SECTION    2.    Notwithstanding Section 11-11-230(B) of the 1976 Code, of the unexpended funds on deposit in the South Carolina Medicaid Reserve Fund as of July 1, 2013, an amount sufficient to pay the administrative costs incurred by the Department of Health and Human Services in carrying out the provisions of this article from January 1, 2014, through December 31, 2014, must be transferred to the Department of Health and Human Services Responsible Consumer Health Care Fund, provided for in Section 44-6-1210 of the 1976 Code, as added by Section 1 of this act.

SECTION    3.    (A)    Beginning January 1, 2015 through December 31, 2016, the State must not participate in Disproportionate share funds.

(B)    From the hospital license tax assessed pursuant to Article 11, Chapter 23, Title 12 of the 1976 Code, in 2015 and 2016, respectively, funds must be:

(1)    used for the administrative costs incurred by the Department of Health and Human Services in 2015 and 2016, respectively, to carry out the provisions of Article 9, Chapter 6, Title 44 of the 1976 Code, as added by Section 1 of this act;

(2)    from the funds remaining after the allocation provided for in item (1), an amount equal to the disproportionate share matching funds for Fiscal Year 2012-2013 must be credited to the Responsible Consumer Health Care Reserve Fund, which must be established in the Office of the State Treasurer, separate and distinct from the general fund and administered by the Department of Health and Human Services; and

(3)    funds remaining after the allocations provided for in items (1) and (2) must be credited to the South Carolina Department of Health and Human Services.
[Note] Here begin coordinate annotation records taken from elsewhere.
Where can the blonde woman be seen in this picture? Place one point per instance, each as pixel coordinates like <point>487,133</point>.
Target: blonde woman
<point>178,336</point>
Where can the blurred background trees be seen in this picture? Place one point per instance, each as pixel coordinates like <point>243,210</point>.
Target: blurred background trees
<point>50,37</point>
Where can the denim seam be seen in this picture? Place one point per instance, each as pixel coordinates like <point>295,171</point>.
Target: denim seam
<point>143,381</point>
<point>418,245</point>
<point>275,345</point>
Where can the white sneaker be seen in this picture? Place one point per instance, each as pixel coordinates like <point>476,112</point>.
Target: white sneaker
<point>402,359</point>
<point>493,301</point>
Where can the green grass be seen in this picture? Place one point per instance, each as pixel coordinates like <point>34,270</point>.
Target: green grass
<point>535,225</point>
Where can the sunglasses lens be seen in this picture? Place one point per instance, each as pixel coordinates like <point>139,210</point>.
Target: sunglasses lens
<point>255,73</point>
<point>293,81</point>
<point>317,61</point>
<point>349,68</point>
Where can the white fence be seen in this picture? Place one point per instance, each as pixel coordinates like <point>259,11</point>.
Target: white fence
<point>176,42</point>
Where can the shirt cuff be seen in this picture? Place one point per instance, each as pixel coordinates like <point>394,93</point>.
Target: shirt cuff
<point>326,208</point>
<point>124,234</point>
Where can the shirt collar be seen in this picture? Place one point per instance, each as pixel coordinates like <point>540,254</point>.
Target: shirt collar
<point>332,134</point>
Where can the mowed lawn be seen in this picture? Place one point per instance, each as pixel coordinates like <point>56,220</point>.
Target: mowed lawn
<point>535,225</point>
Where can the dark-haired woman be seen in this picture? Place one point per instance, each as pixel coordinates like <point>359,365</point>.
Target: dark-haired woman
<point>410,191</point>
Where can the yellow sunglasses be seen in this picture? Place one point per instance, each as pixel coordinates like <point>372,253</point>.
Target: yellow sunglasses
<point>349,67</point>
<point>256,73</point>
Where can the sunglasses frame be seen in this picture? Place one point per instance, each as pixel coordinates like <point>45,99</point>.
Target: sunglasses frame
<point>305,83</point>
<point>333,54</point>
SECTION    4.    (A)    Upon this act's effective date, the Department of Health and Human Services shall begin development of the Responsible Consumers Health Care Program, as established in Article 9, Chapter 6, Title 44 of the 1976 Code, as added by Section 1 of this Act, and shall timely, and no later than August 15, 2013, submit Medicaid State Plan amendments and apply for federal waivers in order to obtain federal approval.

(B) In submitting the Medicaid State Plan amendments and applying for federal waivers, pursuant to subsection (A), the Department of Health and Human Services is authorized to make such adjustments, consistent with the purposes and goals of the Responsible Consumers Health Care Program, necessary to secure federal approval for the implementation of this program.

SECTION    5.    This act takes effect upon approval by the Governor, except as otherwise provided for in this article.